A group of 74 students checks in at Chongqing Jiangbei International Airport last month for a charter flight to Manchester, northern England, operated by Hainan Airlines. (MO XIAOJIAN/FOR CHINA DAILY)
Charter flights arranged for thousands
Many universities in the United Kingdom are chartering flights to help bring thousands of Chinese students to study in the country despite the COVID-19 pandemic.
An education expert said that as China is the UK's largest source of international students, such arrangements could become "normal procedure" in coming years.
The pandemic has caused widespread disruption to international travel, with only a limited number of flights operating between the two countries.
However, this has not stopped efforts being made by UK higher education institutions to overcome such restrictions and arrange flights to bring in students from China-attempts mainly aimed at buoying tuition revenue.
Last month, a flight chartered by Queen's University Belfast, carrying 369 students from China on one-way tickets costing £616($795), landed in Belfast, the capital of Northern Ireland. The university was one of the first in the UK to arrange a direct charter flight and airport transfers to bring students directly to its campus.
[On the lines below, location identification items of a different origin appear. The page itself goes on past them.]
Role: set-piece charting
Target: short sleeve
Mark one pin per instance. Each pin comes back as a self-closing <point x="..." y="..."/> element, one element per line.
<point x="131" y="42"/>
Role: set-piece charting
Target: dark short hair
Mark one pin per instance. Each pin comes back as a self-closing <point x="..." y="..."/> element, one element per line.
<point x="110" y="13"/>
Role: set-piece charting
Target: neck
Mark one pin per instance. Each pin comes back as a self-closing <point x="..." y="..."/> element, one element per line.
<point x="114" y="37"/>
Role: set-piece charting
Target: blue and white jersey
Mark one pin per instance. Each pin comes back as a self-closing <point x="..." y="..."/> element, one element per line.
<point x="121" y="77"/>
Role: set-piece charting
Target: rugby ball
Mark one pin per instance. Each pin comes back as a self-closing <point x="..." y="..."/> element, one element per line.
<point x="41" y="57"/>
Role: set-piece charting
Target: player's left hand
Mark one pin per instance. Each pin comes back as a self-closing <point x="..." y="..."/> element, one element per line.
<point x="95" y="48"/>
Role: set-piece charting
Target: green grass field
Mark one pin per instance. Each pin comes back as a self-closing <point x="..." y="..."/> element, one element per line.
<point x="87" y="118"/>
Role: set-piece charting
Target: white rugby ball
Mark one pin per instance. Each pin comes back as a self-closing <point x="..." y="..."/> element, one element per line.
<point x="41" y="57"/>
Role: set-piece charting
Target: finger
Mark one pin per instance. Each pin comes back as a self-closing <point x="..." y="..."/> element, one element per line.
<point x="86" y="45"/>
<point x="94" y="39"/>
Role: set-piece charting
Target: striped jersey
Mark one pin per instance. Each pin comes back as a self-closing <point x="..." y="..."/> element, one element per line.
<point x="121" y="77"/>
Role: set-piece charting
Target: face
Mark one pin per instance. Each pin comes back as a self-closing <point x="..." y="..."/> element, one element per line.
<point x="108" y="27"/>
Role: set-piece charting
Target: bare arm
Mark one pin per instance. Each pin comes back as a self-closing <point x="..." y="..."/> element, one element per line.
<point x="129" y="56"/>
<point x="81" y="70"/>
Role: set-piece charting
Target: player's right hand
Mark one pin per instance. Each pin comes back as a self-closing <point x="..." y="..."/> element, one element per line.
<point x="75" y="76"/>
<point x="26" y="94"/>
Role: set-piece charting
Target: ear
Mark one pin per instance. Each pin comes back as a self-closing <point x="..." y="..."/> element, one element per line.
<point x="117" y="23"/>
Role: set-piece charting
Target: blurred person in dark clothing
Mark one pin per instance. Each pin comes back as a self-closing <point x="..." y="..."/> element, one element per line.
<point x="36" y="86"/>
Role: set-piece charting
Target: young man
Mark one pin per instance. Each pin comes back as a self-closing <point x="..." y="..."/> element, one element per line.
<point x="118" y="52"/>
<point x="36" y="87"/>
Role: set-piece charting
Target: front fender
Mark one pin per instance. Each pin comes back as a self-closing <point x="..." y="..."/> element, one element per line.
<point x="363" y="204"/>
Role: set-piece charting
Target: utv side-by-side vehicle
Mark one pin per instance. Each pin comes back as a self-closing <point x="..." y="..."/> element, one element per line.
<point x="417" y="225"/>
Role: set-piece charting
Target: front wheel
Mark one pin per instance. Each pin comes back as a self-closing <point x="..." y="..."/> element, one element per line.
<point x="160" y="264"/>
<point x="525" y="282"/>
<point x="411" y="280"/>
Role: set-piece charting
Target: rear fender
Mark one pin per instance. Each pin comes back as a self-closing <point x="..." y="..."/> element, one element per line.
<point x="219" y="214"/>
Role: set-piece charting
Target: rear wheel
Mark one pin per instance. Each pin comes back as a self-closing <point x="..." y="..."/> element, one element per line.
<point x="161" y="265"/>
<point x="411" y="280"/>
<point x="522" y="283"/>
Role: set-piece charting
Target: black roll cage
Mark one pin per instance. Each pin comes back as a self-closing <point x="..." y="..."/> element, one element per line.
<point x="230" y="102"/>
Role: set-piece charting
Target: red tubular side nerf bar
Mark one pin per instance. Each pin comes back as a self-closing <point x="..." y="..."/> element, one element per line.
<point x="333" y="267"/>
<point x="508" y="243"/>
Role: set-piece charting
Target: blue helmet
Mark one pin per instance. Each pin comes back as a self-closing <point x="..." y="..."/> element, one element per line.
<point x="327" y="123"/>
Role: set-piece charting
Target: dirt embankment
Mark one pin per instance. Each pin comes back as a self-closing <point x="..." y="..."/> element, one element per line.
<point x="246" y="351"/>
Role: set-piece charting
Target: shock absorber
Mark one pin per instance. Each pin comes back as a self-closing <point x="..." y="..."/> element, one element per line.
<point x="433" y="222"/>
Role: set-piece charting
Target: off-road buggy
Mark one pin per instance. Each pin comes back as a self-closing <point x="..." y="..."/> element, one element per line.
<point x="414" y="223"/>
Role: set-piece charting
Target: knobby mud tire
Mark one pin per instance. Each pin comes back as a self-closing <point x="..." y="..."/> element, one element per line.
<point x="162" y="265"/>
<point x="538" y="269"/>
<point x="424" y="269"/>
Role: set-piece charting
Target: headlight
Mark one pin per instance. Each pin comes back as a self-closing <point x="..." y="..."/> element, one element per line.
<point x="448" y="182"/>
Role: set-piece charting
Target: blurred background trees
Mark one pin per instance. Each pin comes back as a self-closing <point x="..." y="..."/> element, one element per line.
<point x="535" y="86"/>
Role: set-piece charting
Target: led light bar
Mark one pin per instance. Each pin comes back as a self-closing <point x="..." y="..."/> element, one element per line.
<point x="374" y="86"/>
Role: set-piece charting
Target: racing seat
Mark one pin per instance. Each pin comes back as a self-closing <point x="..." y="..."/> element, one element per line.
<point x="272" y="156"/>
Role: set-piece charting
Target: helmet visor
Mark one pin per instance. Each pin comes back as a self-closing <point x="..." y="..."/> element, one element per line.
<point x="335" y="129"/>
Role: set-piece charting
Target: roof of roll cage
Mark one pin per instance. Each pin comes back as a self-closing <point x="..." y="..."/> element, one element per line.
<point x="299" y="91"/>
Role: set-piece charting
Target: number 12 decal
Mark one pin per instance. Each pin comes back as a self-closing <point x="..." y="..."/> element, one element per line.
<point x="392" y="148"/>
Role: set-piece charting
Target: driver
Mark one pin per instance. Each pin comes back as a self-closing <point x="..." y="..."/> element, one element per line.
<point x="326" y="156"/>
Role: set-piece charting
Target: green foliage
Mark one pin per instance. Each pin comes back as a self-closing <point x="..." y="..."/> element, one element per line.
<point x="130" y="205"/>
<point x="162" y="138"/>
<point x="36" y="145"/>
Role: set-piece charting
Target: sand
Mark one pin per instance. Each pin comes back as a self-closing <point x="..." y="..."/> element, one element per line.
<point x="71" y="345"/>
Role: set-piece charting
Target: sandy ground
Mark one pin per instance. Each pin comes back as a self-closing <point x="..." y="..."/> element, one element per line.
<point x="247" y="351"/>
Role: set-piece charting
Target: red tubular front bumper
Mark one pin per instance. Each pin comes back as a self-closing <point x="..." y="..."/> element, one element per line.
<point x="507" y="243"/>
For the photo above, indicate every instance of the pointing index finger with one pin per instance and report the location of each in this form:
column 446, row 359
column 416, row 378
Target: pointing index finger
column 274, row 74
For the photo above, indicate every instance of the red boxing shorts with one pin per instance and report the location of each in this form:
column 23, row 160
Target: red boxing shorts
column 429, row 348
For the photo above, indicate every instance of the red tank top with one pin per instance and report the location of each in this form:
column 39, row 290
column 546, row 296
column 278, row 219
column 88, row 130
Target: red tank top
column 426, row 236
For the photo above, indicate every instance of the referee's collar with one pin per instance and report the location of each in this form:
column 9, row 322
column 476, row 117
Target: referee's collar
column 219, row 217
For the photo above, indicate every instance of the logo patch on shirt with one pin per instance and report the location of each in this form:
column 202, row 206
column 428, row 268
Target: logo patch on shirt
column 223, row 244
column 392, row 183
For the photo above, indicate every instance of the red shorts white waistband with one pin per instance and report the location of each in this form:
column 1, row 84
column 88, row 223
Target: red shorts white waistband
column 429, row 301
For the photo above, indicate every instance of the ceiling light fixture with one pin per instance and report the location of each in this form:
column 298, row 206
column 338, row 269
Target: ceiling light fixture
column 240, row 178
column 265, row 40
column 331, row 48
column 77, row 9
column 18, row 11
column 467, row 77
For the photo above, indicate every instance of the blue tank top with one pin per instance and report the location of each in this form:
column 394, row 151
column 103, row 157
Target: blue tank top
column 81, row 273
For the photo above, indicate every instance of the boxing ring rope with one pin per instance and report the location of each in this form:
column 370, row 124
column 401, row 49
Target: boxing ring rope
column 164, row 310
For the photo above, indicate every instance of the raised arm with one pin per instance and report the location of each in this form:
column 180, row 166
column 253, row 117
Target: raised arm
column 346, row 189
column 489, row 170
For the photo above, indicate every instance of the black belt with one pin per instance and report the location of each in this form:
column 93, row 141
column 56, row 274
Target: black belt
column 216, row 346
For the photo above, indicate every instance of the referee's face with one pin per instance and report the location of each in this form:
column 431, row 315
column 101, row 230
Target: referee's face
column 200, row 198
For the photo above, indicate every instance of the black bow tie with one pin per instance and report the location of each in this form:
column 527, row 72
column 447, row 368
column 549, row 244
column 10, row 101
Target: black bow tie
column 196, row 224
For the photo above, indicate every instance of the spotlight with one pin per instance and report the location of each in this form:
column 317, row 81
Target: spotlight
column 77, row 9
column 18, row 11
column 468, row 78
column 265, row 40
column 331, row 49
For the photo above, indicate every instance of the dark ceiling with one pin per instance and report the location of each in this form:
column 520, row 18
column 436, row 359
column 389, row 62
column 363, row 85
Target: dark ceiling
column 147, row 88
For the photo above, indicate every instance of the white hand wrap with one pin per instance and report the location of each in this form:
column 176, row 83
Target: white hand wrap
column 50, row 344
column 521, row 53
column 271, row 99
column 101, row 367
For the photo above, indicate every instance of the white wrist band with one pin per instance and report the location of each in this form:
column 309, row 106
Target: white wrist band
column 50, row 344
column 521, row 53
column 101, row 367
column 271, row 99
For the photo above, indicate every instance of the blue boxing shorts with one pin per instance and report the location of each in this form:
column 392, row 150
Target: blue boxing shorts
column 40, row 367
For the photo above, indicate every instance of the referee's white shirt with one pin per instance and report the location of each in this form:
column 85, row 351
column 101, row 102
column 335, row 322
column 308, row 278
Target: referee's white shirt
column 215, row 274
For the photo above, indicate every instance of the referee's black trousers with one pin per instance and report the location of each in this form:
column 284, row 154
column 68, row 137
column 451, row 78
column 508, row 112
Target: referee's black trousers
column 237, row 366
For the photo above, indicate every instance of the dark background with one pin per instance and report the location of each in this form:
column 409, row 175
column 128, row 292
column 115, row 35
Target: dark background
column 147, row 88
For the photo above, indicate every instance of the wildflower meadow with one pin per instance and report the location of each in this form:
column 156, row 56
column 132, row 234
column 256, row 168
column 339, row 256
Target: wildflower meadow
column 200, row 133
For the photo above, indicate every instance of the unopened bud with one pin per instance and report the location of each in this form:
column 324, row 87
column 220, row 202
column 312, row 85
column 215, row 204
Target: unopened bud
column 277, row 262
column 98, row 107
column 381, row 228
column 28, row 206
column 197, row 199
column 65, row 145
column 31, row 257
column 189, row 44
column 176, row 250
Just a few days later, 74 students boarded a Hainan Airlines charter flight from Chongqing to Manchester, northern England, to resume their overseas education.
It was the first such flight operated by a Chinese airline to take students from the country back to schools overseas. During the next two months, the airline is expected to fly some 20,000 Chinese students from across the country out of Chongqing to Manchester or Bristol, in western England.